Emi pulled out a sketch. “I saw it in a book that was in Poppy’s library when I was little. He wanted one but Abuela always talked him out of it as a waste of time. But it reminds me of the thing you have. If we could work a way to have big trays that could be pulled in and out I could do things without heating the house up so much … like make fruit paste or when the garden comes slice the vegetables so they will shrink and can be stored in smaller containers and make it harder for the ratas y ratones y cucarachas to get to.”
As Nate made a few notes of his own he said, “Continue.”
“Not much left. Mostly it is just to let you know what else is coming in and maybe some ideas how you can make people want to buy it.”
“So tell me already woman,” Nate said grinning around another drink of sangria.
“Loco,” Emi said though it was with a grin of her own. “The Barbados cherry … it is good with lots of Vitamin C, something your customers might like to know. The capulin … can be used like a sweet cherry and that too is good because like the apples there aren’t real cherry trees this far south. Abuelo would even make a wine from such fruit … much to Abuela’s sometimes disgust. Then there is the coconut you know, or you should since the wind threw one at your head this morning.”
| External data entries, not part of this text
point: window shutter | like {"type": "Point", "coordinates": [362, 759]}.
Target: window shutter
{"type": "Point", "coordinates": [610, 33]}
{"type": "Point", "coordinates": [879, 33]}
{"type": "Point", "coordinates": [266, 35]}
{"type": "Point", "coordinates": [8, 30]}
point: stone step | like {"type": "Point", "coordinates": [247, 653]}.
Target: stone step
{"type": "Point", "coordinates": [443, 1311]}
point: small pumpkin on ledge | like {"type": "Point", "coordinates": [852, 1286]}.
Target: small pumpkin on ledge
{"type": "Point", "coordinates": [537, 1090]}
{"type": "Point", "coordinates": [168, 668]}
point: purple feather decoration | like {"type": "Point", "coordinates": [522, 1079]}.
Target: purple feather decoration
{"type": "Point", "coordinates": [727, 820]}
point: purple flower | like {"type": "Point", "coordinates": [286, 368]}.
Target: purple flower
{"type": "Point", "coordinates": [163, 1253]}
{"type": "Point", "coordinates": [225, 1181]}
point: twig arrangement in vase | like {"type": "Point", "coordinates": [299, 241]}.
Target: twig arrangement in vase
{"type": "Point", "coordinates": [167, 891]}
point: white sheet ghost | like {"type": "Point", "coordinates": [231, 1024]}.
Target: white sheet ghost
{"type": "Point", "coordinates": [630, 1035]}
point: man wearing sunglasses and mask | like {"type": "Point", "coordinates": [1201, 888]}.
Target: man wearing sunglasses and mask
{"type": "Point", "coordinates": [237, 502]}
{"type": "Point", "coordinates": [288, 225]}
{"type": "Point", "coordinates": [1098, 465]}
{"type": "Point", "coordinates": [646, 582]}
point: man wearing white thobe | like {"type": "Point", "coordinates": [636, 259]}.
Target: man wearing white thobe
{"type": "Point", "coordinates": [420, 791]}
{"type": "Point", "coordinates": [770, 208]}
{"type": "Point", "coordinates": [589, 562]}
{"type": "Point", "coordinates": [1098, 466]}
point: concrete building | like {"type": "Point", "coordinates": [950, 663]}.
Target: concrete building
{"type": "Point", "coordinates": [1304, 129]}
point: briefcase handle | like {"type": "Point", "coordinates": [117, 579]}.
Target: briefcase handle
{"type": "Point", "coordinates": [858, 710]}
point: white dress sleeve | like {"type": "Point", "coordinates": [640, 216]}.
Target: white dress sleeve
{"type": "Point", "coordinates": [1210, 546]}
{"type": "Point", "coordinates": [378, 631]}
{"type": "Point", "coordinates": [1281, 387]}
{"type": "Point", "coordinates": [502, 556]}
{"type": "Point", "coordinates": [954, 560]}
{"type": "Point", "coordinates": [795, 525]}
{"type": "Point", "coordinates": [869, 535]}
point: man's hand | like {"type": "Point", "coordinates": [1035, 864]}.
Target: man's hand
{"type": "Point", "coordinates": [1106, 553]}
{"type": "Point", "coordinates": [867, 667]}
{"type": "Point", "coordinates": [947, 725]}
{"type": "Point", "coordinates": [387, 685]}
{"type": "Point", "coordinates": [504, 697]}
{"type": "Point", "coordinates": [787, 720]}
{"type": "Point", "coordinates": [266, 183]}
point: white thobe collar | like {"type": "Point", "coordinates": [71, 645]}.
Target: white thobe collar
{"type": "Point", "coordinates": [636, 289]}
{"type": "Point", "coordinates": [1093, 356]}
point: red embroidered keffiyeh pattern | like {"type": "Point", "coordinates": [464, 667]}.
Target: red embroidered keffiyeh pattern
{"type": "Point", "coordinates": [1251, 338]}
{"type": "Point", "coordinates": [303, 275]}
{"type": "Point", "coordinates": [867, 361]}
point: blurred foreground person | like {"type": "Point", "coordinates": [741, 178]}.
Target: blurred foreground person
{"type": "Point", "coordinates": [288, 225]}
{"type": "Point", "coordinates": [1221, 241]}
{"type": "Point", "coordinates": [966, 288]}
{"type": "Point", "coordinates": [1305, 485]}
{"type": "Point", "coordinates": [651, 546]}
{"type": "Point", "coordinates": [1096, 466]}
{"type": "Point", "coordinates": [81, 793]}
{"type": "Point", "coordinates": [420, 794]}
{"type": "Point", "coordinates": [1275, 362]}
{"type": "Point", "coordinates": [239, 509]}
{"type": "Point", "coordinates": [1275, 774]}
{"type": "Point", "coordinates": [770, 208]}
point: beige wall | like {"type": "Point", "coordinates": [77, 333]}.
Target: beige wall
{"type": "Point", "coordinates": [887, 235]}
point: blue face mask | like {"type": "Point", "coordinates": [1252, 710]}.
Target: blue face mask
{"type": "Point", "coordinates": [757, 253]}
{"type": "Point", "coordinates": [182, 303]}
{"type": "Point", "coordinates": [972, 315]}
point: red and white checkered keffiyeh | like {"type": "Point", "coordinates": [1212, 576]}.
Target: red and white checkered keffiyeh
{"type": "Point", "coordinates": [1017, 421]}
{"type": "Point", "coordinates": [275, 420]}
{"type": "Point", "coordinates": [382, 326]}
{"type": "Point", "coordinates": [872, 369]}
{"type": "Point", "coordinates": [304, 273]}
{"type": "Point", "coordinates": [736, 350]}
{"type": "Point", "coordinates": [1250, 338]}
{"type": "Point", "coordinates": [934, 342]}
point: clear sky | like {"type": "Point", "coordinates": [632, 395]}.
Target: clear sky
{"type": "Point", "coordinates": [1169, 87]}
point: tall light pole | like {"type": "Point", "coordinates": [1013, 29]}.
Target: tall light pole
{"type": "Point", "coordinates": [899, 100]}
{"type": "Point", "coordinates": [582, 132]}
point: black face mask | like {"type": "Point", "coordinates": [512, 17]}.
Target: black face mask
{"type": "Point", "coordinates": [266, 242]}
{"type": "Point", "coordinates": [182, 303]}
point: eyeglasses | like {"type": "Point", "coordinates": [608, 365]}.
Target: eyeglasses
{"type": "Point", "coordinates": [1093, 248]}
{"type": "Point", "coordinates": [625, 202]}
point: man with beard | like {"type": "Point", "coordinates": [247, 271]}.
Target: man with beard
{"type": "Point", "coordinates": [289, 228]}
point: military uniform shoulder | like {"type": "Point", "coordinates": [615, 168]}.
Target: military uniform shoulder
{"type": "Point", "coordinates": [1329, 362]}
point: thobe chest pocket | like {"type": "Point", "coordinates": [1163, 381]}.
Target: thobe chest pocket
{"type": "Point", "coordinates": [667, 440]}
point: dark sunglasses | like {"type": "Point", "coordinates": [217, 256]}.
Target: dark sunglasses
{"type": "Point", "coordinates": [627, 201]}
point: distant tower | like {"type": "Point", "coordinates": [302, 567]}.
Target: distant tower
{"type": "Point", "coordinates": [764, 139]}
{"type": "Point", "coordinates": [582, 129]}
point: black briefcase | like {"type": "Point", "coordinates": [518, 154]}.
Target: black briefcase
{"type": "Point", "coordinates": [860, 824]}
Nate growled playfully. “Watch it.”
Emi just shrugged innocently … or as innocently as she could pretend to be. “You have the Chickasaw plum though they need to be cleaned and fenced off better to keep the cabras out. They eat the saw briar vines but then just continue on to everything else. Luckily we caught them before the poor goats could get sick. Next to the Chickasaw is the cocoplum and closer to the water’s edge are a stand of elderberries though I think those are natural and not part of the planted orchard. Some other things are … hmmm …” Nate saw her close her eyes momentarily before reciting, “Jamaica cherry, the lychee will finish this month, pitomba, sea grapes, white sapote, and those cactus that Benji doesn’t like are actually dragonfruit. Your buyers should also like the mangoes and papayas. There will be other things next month but mostly just a continuation of what is coming in this month. Is that enough? Is it good?”
Buzzing from the sangria Nate said, “Let’s get the kids to bed and I will show you how good.”